To embrace activity-based working to its fullest extent, it’s necessary to trust your workforce, give them choice and flexibility. Empower them to organize their work in a productive way which delivers maximum results. If your workspace recognizes the differing personalities, needs and comfort zones of your workforce, one will have environments all will be happy to work and relax in.
Advantages of Activity based workplace.
1. Higher Employee wellbeing
Employee wellbeing is crucial to the success of every company.
When employees feel good the workplace will also flourish. An easily adaptable work environment that supports modern working culture inspires creativity, releases energy, radiates positivity and leads to better results.
Good work environment also reduces sick leave and boost productivity.
2. Increased Productivity
A well-designed workspace supports your company’s strategy and operating processes.
It also serves as an excellent management tool. User-friendly workspace design facilitates information processing, boosts efficient time use and reduces the amount of distractions. A well-designed sound environment alone will substantially increase efficiency, compared with a traditional open cubicle spaced office. Each employee deserves a workspace tailored to their own personality and tasks assigned. An investment made in the work environment will quickly pay itself back in the form of higher productivity.
3. Saving in premises cost
An activity-based environment allows you to save up to 50 per cent in premises costs.
Giving up permanent workstations reduces the need for space and also boosts efficiency and job satisfaction. In this transformation, the work environment is divided into different areas in accordance with the degree of privacy required or work assigned. In a good working environment, there are areas for different situations: collaboration, communication, chilling out and concentration. As a result, employees doing different tasks will be able to get more out of their work and efficiency level.

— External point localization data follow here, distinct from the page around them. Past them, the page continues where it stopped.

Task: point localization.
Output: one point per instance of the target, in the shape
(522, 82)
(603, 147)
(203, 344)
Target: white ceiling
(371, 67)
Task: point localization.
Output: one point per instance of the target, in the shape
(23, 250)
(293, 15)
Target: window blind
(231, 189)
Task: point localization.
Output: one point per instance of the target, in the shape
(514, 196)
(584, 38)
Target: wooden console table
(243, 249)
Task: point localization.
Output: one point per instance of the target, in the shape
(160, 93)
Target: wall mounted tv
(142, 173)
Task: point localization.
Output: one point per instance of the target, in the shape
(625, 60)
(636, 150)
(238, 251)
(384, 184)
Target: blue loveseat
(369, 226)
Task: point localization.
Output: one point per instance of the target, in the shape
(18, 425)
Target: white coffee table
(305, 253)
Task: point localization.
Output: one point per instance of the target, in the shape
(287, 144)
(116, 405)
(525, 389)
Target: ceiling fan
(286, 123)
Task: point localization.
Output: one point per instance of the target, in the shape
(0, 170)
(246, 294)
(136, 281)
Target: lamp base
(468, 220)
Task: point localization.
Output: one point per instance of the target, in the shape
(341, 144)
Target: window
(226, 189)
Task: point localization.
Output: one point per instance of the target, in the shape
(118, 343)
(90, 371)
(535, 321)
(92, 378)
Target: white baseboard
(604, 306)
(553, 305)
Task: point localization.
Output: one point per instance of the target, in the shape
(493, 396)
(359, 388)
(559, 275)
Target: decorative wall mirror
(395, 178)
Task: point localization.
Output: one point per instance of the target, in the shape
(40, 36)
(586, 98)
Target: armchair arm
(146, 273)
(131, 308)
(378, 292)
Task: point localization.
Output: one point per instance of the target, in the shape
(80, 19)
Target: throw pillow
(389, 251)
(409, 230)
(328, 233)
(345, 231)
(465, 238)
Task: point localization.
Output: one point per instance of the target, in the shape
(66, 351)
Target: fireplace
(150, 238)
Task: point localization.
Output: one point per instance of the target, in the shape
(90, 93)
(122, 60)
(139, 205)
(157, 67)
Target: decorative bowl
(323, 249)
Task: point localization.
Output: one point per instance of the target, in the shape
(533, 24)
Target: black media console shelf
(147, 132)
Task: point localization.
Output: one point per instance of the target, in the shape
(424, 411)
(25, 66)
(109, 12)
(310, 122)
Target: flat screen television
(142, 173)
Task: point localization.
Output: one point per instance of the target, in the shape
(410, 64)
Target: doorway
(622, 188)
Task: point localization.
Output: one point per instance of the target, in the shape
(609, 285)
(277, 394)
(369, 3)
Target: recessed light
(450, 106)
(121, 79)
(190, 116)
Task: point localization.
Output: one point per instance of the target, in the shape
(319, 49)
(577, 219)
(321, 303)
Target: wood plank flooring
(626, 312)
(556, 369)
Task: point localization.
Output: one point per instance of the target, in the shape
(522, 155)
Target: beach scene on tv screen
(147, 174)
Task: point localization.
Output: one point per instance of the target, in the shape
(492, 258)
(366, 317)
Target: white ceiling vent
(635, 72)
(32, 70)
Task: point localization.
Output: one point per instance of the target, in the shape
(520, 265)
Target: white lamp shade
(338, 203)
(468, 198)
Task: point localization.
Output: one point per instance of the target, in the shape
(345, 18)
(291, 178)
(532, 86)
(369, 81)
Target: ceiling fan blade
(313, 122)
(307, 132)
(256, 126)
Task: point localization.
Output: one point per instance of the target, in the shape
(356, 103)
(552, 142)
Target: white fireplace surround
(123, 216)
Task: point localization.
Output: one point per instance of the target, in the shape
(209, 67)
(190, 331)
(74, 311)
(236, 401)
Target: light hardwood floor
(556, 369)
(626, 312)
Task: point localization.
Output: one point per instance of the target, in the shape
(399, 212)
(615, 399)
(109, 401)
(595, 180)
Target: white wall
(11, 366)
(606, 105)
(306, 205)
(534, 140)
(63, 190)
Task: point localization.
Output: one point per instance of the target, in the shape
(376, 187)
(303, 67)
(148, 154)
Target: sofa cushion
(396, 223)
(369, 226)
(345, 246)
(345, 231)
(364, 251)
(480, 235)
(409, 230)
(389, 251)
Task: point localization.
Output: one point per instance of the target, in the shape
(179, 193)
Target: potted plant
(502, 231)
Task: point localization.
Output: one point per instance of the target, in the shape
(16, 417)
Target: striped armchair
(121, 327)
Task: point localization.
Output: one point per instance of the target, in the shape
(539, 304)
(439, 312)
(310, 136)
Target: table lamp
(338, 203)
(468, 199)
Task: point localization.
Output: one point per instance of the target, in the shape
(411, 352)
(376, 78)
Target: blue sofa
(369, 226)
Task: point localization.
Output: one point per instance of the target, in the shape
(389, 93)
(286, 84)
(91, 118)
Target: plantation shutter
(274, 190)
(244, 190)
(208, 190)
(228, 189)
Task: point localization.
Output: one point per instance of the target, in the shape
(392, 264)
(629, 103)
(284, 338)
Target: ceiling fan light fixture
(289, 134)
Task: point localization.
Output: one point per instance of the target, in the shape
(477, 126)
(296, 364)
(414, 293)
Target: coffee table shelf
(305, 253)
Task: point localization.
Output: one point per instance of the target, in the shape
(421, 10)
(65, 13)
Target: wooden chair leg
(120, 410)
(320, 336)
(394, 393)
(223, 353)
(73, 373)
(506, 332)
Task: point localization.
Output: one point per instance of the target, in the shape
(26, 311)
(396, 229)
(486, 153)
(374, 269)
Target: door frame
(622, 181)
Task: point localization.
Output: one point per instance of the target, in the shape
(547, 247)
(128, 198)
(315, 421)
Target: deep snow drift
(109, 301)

4. More defined corporate image
Pleasant office premises that reflect the company’s brand image are your business card for the customers.
They allow you to effectively communicate your company’s values and visions, both to your own staff and to the clients. The functionality of the premises, the visual inspiration they provide and the desired brand image are also key factors in attracting the best recruits – and in motivating the existing staff. The environment that reflects your aims is created from a large number of various factors. Therefore, the best end results are achieved when the matter is given priority early on and the needs are specified in accordance with the company’s strategy and processes.

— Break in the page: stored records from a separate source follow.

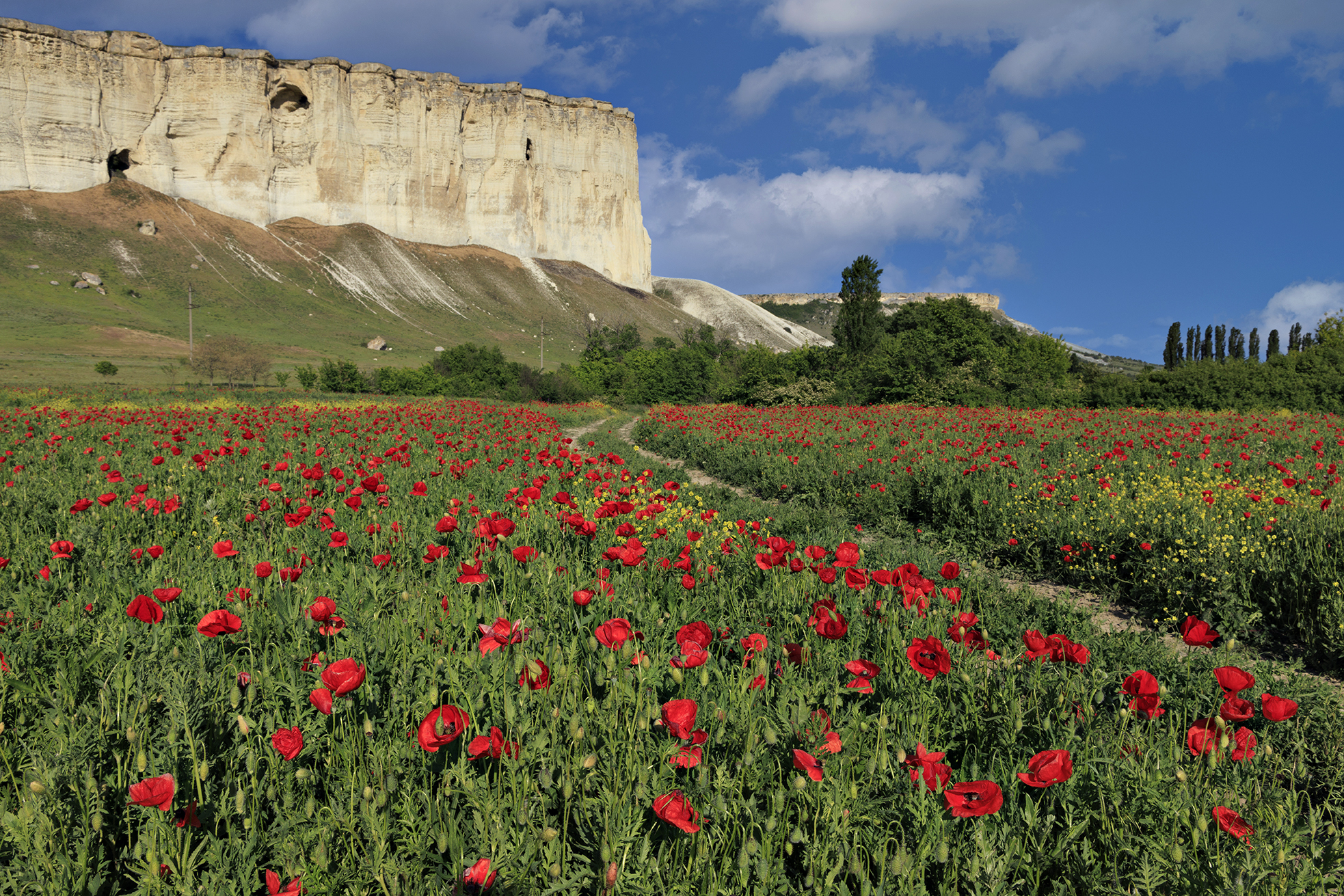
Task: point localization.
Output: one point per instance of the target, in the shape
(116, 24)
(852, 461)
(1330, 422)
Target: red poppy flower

5. Responsible work environment
Work environment design process, which covers the entire life cycle of the premises, is a responsible choice.
Switching to an activity-based office may reduce your company’s carbon footprint to a good extent. User’s needs are always a priority and the mapping of the customer’s and employees’ requirements is an important stage in the process. We also carefully examine which of the existing fittings, solutions, and facility can be used in the new design. Items that are in bad condition are disassembled, sorted and can be used as spares or in energy production.